The expectations are big: control of ticketing, shares of concession income, discounted rents, municipal tax holidays, provincial and municipal investment in rinks, and the list goes on.
But questions have to be answered, including just who the subsidies actually benefit. Among the most common beneficiaries?
The teams and owners themselves, and those among us who are well enough off to buy the tickets and pay the inflated rates for rink concession treats. The lower end of the taxpaying spectrum can’t afford the tickets, but can afford, apparently, to pay their share of the subsidies.
Any municipality looking at getting into the sports racket should have a few basic ground rules – the first of which should clearly be that, if you’re expected to be partners with a sports franchise, you get to see the books. Not a shorthand, back-of-the-napkin view of projected finances — no, the full and complete audited financial statements. Not just at the outset, but throughout the entire duration of the municipal involvement.
Deals should involve clear rules for profit sharing for the whole term of the arrangement.
There also has to be a clear view of what the benefits are.
When team owners start talking about all the spinoff revenues they are “creating,” municipalities have to have a clear understanding of such things as the substitution effect; people who attend a game are simply choosing a particular place to spend entertainment dollars they’d spend somewhere else.

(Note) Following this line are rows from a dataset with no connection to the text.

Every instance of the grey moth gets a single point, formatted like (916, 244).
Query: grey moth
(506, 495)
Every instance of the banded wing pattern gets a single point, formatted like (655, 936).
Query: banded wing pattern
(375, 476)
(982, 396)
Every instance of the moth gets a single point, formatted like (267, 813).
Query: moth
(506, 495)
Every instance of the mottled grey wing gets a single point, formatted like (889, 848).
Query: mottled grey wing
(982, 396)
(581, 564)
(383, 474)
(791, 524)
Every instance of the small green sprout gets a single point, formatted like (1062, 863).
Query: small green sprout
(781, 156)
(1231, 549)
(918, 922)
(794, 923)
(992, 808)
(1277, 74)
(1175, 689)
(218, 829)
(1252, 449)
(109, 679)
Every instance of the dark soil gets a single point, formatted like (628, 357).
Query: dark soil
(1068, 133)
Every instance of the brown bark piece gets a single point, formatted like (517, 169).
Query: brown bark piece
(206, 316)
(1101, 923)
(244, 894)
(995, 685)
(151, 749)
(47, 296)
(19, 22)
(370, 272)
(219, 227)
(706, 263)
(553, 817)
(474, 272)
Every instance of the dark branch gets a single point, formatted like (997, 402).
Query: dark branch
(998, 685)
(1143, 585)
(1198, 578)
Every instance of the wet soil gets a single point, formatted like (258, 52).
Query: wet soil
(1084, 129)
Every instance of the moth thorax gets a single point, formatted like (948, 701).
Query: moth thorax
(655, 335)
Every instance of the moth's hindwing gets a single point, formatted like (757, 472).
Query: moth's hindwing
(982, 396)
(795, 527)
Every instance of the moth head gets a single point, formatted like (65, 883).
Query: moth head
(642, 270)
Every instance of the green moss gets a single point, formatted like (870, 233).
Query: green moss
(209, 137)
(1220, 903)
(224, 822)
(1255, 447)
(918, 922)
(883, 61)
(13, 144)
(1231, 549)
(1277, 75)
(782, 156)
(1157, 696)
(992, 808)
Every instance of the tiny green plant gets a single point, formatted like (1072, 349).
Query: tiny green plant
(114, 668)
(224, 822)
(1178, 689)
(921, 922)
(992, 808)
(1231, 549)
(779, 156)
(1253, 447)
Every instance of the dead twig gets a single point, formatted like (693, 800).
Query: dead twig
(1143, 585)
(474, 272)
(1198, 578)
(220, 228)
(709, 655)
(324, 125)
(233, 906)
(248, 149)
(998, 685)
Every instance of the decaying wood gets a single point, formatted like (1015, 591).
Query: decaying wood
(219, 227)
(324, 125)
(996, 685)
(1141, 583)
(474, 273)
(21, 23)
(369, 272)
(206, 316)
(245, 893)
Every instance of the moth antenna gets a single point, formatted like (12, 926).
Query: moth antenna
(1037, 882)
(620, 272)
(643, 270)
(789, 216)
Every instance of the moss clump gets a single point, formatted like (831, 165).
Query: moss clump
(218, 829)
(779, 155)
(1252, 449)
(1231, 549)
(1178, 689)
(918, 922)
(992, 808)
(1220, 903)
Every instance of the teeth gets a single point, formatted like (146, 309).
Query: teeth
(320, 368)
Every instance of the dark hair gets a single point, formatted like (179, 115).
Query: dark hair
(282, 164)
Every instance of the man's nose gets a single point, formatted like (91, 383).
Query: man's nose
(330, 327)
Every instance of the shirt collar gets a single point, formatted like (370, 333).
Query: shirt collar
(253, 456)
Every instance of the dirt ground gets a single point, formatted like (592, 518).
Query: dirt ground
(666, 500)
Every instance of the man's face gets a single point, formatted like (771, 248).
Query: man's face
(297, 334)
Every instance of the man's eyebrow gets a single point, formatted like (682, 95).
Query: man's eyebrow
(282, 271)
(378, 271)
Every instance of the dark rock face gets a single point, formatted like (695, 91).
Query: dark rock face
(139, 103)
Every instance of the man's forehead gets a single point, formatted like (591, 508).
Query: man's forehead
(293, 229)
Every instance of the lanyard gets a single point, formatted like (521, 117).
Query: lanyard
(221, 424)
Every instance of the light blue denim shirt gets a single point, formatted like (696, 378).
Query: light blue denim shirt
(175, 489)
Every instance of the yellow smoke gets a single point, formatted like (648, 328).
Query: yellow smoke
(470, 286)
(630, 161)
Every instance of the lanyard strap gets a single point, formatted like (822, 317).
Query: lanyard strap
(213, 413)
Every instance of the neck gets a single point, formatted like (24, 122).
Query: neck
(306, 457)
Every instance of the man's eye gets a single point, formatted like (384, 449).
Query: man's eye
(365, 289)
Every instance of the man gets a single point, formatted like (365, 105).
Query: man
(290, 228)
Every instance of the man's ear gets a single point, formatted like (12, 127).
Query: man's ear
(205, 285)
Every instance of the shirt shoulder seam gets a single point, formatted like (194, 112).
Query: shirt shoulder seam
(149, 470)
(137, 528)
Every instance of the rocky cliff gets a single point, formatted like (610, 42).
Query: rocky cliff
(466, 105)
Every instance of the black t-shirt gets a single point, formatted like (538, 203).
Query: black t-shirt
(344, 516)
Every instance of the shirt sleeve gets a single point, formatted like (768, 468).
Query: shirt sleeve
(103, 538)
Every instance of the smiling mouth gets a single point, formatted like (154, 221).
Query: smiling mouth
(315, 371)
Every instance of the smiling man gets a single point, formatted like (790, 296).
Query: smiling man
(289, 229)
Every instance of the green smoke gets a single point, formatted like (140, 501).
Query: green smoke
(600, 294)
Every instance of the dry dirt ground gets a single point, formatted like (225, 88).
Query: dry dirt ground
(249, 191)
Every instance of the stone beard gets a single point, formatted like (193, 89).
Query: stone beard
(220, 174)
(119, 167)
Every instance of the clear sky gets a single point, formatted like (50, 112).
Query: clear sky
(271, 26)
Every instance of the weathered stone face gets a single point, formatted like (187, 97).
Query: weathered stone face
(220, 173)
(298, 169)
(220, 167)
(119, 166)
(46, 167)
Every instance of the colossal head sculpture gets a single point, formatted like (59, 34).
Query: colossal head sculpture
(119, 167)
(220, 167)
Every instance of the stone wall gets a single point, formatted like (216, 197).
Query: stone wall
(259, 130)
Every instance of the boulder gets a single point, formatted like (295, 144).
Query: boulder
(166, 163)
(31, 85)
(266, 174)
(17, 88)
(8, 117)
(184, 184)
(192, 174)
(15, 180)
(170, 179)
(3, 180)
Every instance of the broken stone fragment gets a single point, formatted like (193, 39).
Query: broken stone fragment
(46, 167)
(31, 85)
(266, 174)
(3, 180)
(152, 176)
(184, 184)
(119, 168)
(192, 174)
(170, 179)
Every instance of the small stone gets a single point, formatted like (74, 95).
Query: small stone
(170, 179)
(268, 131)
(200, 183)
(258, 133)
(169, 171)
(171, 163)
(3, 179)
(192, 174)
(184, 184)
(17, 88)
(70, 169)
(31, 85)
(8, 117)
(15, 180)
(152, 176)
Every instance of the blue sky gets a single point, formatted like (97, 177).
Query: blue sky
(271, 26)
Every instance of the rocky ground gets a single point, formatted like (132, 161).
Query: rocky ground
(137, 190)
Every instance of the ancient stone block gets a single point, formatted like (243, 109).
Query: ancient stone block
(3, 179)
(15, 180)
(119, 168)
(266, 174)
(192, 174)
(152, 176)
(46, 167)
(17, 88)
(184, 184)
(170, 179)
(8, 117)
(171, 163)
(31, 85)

Bringing customers into a region only is a net economic driver if the people who are coming to watch are coming from so far away — Nova Scotians going to Montreal to watch the Habs, Newfoundlanders taking in a Leafs game — that their money is essentially dollars that wouldn’t be spent in the region otherwise.

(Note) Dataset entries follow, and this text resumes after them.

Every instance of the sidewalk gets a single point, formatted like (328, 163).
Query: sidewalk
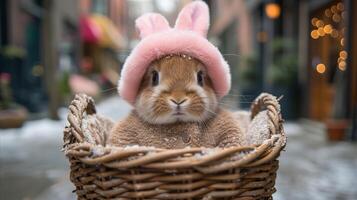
(32, 167)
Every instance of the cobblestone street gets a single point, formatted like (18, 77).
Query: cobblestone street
(33, 167)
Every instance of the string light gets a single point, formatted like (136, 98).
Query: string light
(321, 31)
(320, 68)
(328, 13)
(340, 6)
(314, 34)
(336, 18)
(319, 23)
(328, 29)
(343, 54)
(342, 65)
(272, 10)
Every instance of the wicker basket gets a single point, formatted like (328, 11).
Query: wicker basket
(149, 173)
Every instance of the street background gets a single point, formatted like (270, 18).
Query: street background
(299, 49)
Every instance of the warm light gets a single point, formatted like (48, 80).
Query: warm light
(314, 34)
(262, 36)
(319, 23)
(334, 9)
(342, 65)
(334, 33)
(313, 21)
(321, 31)
(340, 6)
(328, 13)
(272, 10)
(343, 55)
(336, 18)
(344, 15)
(321, 68)
(328, 29)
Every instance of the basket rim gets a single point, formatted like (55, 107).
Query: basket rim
(75, 147)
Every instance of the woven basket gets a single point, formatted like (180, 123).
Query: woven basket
(100, 172)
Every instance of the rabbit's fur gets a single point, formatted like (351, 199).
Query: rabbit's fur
(194, 120)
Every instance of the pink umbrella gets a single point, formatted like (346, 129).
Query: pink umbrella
(90, 31)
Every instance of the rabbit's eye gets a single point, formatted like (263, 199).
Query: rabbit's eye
(200, 78)
(155, 78)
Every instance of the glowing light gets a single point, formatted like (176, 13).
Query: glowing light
(342, 65)
(334, 9)
(328, 29)
(272, 10)
(334, 33)
(344, 15)
(321, 68)
(328, 13)
(313, 21)
(343, 55)
(262, 36)
(336, 18)
(321, 31)
(314, 34)
(319, 23)
(340, 6)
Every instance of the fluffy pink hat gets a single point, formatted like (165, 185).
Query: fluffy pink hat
(187, 37)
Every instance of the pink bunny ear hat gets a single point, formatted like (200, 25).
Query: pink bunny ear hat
(188, 37)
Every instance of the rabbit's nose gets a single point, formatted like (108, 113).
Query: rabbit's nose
(178, 102)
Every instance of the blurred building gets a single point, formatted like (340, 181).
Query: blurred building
(299, 49)
(37, 41)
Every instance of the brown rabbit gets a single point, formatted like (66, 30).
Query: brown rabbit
(177, 107)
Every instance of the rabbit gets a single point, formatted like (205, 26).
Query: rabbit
(177, 107)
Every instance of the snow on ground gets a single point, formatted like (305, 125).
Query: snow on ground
(33, 167)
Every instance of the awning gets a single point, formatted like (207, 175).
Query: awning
(101, 30)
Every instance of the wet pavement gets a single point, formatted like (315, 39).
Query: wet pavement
(32, 167)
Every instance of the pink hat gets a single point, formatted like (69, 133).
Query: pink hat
(187, 37)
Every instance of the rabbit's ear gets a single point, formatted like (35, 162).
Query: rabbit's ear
(195, 17)
(151, 23)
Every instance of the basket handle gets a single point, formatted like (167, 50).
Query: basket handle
(81, 105)
(270, 103)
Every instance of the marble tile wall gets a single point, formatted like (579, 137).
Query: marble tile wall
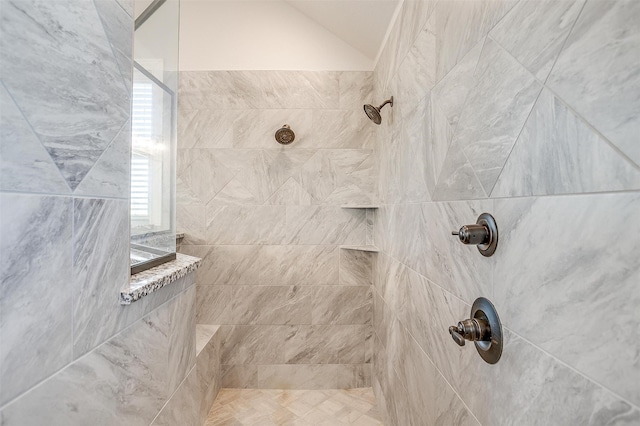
(294, 309)
(525, 109)
(69, 352)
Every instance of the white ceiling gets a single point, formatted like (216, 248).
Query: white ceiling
(283, 34)
(361, 23)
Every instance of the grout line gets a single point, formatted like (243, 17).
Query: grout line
(524, 339)
(561, 362)
(37, 136)
(90, 352)
(113, 49)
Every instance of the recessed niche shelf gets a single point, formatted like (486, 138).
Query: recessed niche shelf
(369, 248)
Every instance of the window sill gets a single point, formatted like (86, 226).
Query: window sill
(153, 279)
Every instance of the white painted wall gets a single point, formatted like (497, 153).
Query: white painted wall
(260, 35)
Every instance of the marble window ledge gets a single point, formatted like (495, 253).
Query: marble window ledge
(153, 279)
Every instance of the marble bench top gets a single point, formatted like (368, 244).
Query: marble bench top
(154, 279)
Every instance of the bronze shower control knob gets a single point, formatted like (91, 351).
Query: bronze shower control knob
(483, 328)
(484, 234)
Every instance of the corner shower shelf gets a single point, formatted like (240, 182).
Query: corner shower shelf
(369, 248)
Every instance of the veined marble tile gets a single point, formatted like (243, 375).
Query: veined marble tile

The whole idea of municipalities giving tax breaks to big draws is a mug’s game anyway.
Should grocery stores pay less in taxes because they bring buyers into a town from nearby areas to spend money? Should a regional hospital get a subsidy for the number of families it brings into a central region while a family member is getting lengthy treatment?
I understand councillors love to be in stands, love to soak up free tickets and wave to the crowds. Pricy bread, expensive circuses.
But cities and towns across this country have to realize that we can no longer keep sports franchise in the standard to which they’ve become accustomed. Sports teams are businesses. Let them sink or swim on their own business merits.